The system knows a little bit about Estuary Flow, but not everything. We haven't told it anything about any topics other than derivations. If we ask it a question that is related to derivations but a little outside of the knowledge base we have loaded so far, we get a decent answer but not great:

Question: How can I verify Flow derivations are working correctly?

----

Answer: Derivations re-validate their source documents against the source collection's schema as they are read. This means that if there is an error in the schema, the derivation will pause and give you an opportunity to correct the problem. Additionally, all collection documents contain a wall-clock timestamp of when they were published, and the transforms of a derivation will generally process source documents in ascending wall-time order. You can also refine the relative order in which source documents are read by using a read delay, which is useful for implementing arbitrary window policies.

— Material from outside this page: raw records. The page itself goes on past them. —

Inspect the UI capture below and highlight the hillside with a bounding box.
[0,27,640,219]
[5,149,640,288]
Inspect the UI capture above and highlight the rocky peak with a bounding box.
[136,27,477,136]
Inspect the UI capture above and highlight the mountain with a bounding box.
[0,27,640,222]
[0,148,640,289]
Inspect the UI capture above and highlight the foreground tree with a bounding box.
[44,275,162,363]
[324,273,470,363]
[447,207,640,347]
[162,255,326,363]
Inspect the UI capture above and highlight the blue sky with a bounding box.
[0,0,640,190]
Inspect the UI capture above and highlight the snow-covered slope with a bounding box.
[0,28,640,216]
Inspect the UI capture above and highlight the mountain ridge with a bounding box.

Let's try this again, after adding material from the docs about tests to our Notion page:

Question: How can I verify Flow derivations are working correctly?

----

Answer: You can use Flow tests to verify the end-to-end behavior of any modified schemas or derivations included in your Data Flow. You can feed example documents into a collection, and then verify that documents coming out of a derived collection meet your test's expectation. The Flow web application automatically performs basic tests to validate the configurations of captures and materializations. As your Data Flows grow in breadth and scope, and as requirements change or new contributors get involved, more robust tests are invaluable for ensuring the correctness of your data products. You can learn more about testing large or complex derivations in the derivation pattern examples of Flow's repository.

This is a much more complete and accurate answer.

As our source knowledge base grows, so does the ability of ChatGPT to answer questions about Flow. With the data pipeline we have set up, this all happens automatically and in real-time, fully managed and capable of operating at massive scale. 

LLMs like ChatGPT are impressive, but they aren't magic: The output they produce is only as good as the input information they have available. Using Flow with Pinecone ensures that input is available in a high-quality form as fast as possible.